An mein Ohr drang, erst ganz leise, ein merkwürdiges Lachen. Es wurde immer lauter. Ich öffnete meine Augen und wäre am liebsten weg gesprungen, aber es ging immer noch nicht. Vor mir stand eine Ziege und mir wurde klar, wen ich da geküsste hatte. Das Lachen, welches wie eine Gegacker klang, kam von Herrn Eisig. Neben ihn stand Frau Meyer und grinste über das ganze Gesicht.
Die Ziege musterte mich. Ihr Blick veränderte sich zu einem hungrigen Starren. Ich wollte auf meine Hände schauen, doch ich sah keine mehr und als ich an mir hinunter sah, erschrak ich. Aus mir war ein Grashalm geworden. Jetzt stieg in mir Panik auf und sie vergrößerte sich, nachdem ich bemerkt hatte, wie klein ich geworden war. Ich fühlte wie die Ziege das Gras vor mir abfraß. Sie würde mich gleich erreicht haben und ich konnte nicht weg. Ich wollte schreien, nur als Grashalm kann man nicht schreien. Weg rennen war auch nicht möglich. Ich hörte Herr Eisig immer noch lachen und auch Frau Meyer schien sich nicht mehr beherrschen zu können. Sie lachte auch.

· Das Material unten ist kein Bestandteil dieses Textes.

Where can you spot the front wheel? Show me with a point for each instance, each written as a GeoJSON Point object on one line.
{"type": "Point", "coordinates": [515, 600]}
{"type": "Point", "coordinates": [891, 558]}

Die Sonne verfinsterte sich, aber es waren keine Wolken, die dafür verantwortlich waren. Es war das Ziegenmaul, welches sich mir unaufhaltsam näherte. Ich hatte nun einen sehr guten Blick. Die Ziege musste unbedingt zu einem Zahnarzt. Was einem so alles einfällt, kurz bevor man gefressen wird. Ich spürte wie mich die Zunge der Ziege packte und mich durch fuhr eine Schmerz. Dann war nichts mehr.
5.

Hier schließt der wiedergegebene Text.